In 2019, Wolff hired Miguel Guerreiro, a hygiene manager, to travel with the team and to make sure that the Mercedes motor-home bathrooms were spotless at all times. Wolff insisted on a cleaning rota that reflected the various rhythms of the race weekend, and showed Guerreiro how he liked the toilet brush to be shaken dry (twice) before being replaced in its holder. “I want the brush to be exchanged every day or every other day,” he told me. When I expressed disbelief about this, Wolff called Guerreiro over.

“Miguel, can I steal thirty seconds of your time?” Wolff asked. “What did we discuss yesterday?”

Guerreiro replied, “Exactly how the toilets were functioning and how we could improve because—”

“We discussed about the soap—that you can’t really reach it well. You don’t know where the sensor is.”

“Yes,” Guerreiro said. “And the paper, you can’t really see it. . . .”

There were traces of water droplets on the mirror. The door handles needed a wipe. “We have done pretty well, Miguel and I. Everybody laughed about us at the beginning,” Wolff said. But, according to Wolff, the team suffered from less diarrhea and fewer viral infections than their rivals. “We’re talking about feces and all this shitting,” Wolff said. “The point is that I want to set the standards in what I do.”

That's the sort of attention to detail that'd make Roger Penske look like a slob.

Wolff is also aggressively risk averse, wanting to be sure he's on top of every situation.

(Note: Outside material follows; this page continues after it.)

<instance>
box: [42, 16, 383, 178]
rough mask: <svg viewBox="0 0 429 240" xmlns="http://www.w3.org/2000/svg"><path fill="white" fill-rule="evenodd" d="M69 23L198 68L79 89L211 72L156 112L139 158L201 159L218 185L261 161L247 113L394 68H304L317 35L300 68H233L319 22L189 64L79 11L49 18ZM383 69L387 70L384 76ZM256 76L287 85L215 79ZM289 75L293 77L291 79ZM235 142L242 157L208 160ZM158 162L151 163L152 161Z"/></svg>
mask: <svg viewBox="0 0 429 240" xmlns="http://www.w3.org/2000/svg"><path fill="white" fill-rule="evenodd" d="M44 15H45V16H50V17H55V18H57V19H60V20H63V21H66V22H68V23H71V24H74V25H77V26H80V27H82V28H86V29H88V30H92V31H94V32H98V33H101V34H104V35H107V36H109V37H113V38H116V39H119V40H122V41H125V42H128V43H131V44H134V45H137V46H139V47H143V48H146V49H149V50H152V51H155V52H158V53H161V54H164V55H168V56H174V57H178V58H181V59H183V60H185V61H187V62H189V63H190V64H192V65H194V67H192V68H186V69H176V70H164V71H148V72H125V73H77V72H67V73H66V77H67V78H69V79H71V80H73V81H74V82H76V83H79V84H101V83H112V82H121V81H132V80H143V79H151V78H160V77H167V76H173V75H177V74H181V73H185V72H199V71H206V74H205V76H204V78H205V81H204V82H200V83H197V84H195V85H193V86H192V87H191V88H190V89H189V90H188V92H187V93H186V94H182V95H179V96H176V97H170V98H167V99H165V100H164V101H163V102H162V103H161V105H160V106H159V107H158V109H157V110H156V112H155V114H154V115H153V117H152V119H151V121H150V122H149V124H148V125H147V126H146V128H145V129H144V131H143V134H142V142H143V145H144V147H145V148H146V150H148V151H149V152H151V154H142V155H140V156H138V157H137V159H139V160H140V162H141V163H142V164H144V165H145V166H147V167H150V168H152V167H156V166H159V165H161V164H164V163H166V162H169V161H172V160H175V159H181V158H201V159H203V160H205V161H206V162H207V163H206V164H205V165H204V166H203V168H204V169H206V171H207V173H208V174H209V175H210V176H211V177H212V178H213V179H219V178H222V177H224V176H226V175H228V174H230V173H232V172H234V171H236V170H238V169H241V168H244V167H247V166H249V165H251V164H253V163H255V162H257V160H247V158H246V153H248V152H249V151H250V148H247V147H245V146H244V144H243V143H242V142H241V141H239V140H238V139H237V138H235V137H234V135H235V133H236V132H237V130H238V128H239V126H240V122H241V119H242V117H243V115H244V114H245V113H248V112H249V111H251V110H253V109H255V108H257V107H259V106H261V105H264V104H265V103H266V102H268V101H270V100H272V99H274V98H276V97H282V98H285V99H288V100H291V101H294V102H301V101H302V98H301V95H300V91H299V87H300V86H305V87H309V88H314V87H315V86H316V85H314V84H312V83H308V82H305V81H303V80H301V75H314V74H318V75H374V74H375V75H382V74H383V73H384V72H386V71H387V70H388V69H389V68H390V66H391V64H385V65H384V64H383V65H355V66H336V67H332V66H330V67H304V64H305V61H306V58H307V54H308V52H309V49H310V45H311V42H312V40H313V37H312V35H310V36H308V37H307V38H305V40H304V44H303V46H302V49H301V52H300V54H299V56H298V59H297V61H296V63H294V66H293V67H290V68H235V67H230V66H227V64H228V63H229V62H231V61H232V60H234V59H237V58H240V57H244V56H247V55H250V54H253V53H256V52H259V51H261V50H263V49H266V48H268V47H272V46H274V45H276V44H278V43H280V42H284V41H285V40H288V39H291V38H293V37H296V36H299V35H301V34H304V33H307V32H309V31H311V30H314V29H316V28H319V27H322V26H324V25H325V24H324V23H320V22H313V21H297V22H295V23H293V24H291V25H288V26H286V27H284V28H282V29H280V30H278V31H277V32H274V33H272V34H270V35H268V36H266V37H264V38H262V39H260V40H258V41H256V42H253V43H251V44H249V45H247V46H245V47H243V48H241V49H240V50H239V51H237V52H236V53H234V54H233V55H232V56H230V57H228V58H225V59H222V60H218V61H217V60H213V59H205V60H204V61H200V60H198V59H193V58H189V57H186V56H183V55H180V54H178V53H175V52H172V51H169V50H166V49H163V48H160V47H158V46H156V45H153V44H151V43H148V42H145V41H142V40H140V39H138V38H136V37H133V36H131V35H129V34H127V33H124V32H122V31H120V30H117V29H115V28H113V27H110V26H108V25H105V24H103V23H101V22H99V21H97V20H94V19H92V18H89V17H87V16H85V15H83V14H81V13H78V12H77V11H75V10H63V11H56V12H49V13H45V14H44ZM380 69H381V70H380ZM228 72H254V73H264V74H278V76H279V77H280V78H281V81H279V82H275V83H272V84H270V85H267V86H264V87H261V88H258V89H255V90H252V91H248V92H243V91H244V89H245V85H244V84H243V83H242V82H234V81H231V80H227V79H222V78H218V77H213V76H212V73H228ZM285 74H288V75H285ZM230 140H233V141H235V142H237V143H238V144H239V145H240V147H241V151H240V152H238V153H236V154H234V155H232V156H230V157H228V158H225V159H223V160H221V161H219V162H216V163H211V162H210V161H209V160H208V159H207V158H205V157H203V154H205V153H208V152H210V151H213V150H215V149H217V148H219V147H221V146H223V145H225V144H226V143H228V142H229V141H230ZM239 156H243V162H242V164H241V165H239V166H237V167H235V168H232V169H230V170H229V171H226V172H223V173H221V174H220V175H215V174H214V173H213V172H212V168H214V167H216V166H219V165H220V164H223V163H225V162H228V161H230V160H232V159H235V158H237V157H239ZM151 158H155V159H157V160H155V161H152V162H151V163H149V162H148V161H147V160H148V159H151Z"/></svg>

The New Yorker relates that when he travels, he tries to stay in the same room and get the same driver. He eats the same meal for lunch and dinner, alone. And he's on the road more than 200 days per year.

This is the kind of holistic mindset that gets you championship after championship, what stands as a record eight constructor's titles. Until it doesn't. Red Bull took it this year, unseating Mercedes. Even if the M-B team doesn't have the title, at least it doesn't have diarrhea.